Lyon
2024
I LOVE LYON, Une vision ready-made de l’espace public
Présentée en 2006 et 2007 sur la place Bellecour, l’installation I LOVE LYON s’inscrit dans la lignée du ready-made : elle prend pour matériau brut un objet existant pour le transformer en oeuvre d’art à part entière. En ce lieu, c’est la statue équestre de Louis XIV, chef-d’œuvre de Lemot et repère incontournable de Lyon, qui devient un objet prêt-à-l’emploi, détourné de sa rigueur austère héritée du XIXe siècle.
L’acte artistique ne consiste pas à créer une œuvre ex nihilo, mais à révéler et recontextualiser ce monument familier. En l’enfermant dans une boule à neige monumentale, l’installation joue avec l’imaginaire collectif du souvenir kitsch et universel, et transforme un symbole figé en objet poétique, caricatural et magique.
I LOVE LYON démontre que l’espace public lui-même peut être traité comme un matériau artistique : un support vivant, traversé par le quotidien, mais aussi par les récits touristiques et identitaires. Cette appropriation directe du patrimoine agit comme un miroir critique et ludique de la ville, offrant aux habitants et visiteurs une nouvelle lecture du lieu.
Devenue emblématique, l’œuvre a marqué les esprits lors de sa présentation, au point de revenir aujourd’hui dans un festival rassemblant les installations “Best Of” depuis les débuts.
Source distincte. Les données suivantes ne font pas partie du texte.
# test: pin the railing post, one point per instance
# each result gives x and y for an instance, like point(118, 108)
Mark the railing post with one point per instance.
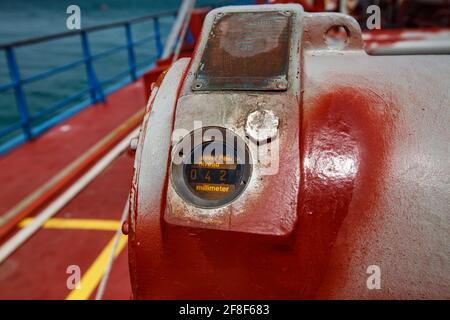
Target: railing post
point(94, 86)
point(156, 27)
point(131, 54)
point(18, 92)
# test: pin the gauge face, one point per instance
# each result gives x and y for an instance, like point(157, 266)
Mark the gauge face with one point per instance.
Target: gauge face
point(213, 174)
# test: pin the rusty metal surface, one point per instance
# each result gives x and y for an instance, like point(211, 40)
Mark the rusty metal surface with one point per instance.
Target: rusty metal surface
point(369, 136)
point(246, 51)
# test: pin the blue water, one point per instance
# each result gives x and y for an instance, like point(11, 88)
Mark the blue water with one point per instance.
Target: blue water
point(22, 19)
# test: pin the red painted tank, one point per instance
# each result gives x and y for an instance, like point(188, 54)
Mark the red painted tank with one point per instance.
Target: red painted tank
point(372, 188)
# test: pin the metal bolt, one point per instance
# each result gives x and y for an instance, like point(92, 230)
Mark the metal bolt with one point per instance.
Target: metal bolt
point(262, 125)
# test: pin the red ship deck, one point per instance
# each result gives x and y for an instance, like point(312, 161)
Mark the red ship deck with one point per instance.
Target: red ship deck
point(82, 232)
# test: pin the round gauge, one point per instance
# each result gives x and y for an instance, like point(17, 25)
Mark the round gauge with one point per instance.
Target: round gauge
point(213, 172)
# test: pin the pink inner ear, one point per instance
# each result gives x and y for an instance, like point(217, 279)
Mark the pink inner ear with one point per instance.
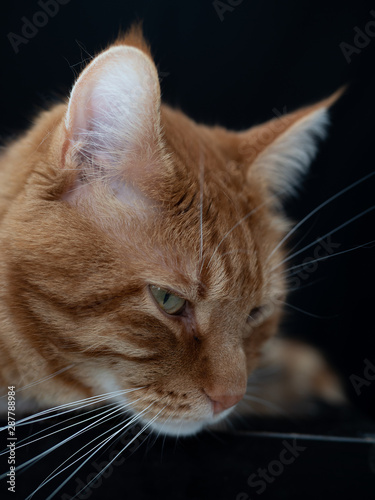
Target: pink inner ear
point(113, 118)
Son impact symbolique et populaire lui a valu le Prix du Public 2025, confirmant la force intemporelle de ce geste artistique simple mais puissant.
L'installation a obtenu le Grand Prix du Public, qui récompense la plus appréciée des oeuvres du festival.
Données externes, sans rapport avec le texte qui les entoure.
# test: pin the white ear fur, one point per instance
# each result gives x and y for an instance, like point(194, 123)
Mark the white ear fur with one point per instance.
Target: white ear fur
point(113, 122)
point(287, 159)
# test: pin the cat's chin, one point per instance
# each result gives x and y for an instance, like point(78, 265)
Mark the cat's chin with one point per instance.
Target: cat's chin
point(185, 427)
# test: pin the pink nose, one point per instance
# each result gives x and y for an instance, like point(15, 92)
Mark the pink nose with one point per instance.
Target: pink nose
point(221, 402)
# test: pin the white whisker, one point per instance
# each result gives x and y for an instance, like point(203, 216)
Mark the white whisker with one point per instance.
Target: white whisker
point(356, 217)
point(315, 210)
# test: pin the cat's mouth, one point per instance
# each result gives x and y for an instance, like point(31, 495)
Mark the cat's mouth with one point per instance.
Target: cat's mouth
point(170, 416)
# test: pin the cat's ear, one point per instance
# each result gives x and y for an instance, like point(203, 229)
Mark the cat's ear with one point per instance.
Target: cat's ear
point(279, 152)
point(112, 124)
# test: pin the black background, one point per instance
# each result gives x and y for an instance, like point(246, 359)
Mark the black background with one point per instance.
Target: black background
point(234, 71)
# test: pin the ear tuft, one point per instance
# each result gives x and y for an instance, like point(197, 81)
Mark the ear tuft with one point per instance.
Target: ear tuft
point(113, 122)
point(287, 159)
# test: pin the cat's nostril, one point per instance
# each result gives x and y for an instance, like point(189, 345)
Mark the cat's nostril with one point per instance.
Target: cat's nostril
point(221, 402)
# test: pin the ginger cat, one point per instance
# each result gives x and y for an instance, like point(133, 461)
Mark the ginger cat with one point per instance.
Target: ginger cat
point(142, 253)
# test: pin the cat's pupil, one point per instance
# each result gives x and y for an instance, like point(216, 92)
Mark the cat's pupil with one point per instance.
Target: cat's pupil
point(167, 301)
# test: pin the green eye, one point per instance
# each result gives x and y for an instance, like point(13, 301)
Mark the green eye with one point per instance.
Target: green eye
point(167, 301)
DÉCLINAISONS DE L'IDÉE ORIGINALE :
I LOVE Adelaide - 2022, Adélaïde (Australie)
Dans le cadre du festival Illuminate Adelaide en Australie, ce n'est plus un roi de France mais Sir Thomas Elder, figure marquante de l'histoire adélaïdienne du XIXe siècle, qui se retrouve enfermé dans une boule à neige monumentale, et propulsé au XXIe siècle.
Chaque déclinaison oblige à se réapproprier un patrimoine différent, et montre que, ville après ville, le geste garde sa force au contact d'une autre histoire.
I LOVE DURHAM - 2019, Durham (Royaume Uni)
Événement : Lumiere Festival
Client : Artichoke
Crédit Photo : Lee Dobson
À Durham, en 2011, Jacques Rival applique à nouveau le principe de la boule à neige monumentale, mais dans un contexte bien différent de Klaipėda : la statue du 3e marquis de Londonderry, à cheval, n'est pas un symbole consensuel de la ville. Personnage controversé, associé à une gestion brutale des mineurs employés dans ses mines, le monument fait alors l'objet d'un débat local sur son maintien, voire son déplacement. En l'enfermant dans son dôme de neige, Jacques Rival ne cherche pas à trancher ce débat, mais à en désamorcer la gravité par l'humour : la statue devient un objet ludique et familial, propulsé malgré lui dans le XXIe siècle. L'installation, réactivée à plusieurs éditions du festival Lumiere Durham depuis sa création, montre que le geste peut aussi bien réactiver une mémoire aimée qu'apaiser, avec légèreté, une mémoire plus disputée.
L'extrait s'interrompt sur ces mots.